I don’t think we are anywhere close to doing that.
But how do you reduce the requirements for software to something so simple and elegant as chess rules? Is it foolish to assume that if we could have, we already would have? Even for humans, the process of writing software includes a lot of guess-and-check most of the time - the idea that you could sit down and think through every aspect of software, then describe it immaculately, then translate that description to a working solution with no bugs or review or need for course correction is just… it’s a pipe dream.
A good analogy might be how machines gradually replaced textile workers in the 19th century. Were the machines better? Or was there a was to quantitatively measure the quality of their output? No. But at the end of the day companies which embraced the technology were more productive than those who didn't, and the quality didn't decrease enough (if it did at all) that customers would no longer do business with them – so these companies won out.
The same will naturally happen in software over the next few years. You'd be an moron to hire a human expert for $200,000 to critic a cybersecurity optimised model which costs maybe a 100th of the cost of employing a human... And this would likely be true even if we assume the human will catch the odd thing the model wouldn't because there's no such thing as perfect security – it's always a trade off between cost and acceptable risk.

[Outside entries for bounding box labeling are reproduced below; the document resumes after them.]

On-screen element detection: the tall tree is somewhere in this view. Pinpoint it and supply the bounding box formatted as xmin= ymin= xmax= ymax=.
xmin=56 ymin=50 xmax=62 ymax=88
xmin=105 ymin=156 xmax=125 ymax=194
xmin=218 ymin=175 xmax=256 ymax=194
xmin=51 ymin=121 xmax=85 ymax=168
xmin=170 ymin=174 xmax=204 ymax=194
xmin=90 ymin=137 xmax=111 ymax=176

Bookmark this and come back in a few years. I made similar predictions when ChatGPT first came out that within a few years agents would be picking up tickets and raising PRs. Everyone said LLMs were just stochastic parrots and this would not happen, well now it has and increasingly companies are writing more and more code with AI. At my company it's a little over 50% at the mo, but this is increasing every month.
Software is also not remotely similar to textiles. A subtle bug in the textile output itself won’t cause potentially millions of dollars in damages, they way a bug in an automated loom itself or software can.
No current technology is anywhere close to being able to automate 50% of PRs on any non trivial application (that’s not close to the same as saying that 50% of PRs merged at your startup happens to have an agent as author). To assume that current models will be able to get near 100% without massive model improvements is just that—an assumption.
My point about synthetic data is that we need orders of magnitude more data with current technology and the only way we will get there is with synthetic data. Which is much much harder to do with software applications than with chess games.
The point isn’t that we need a quantitative measure of software in order for AI to be useful, but that we need a quantitative measure in order for synthetic data to be useful to give us our orders of magnitude more training data.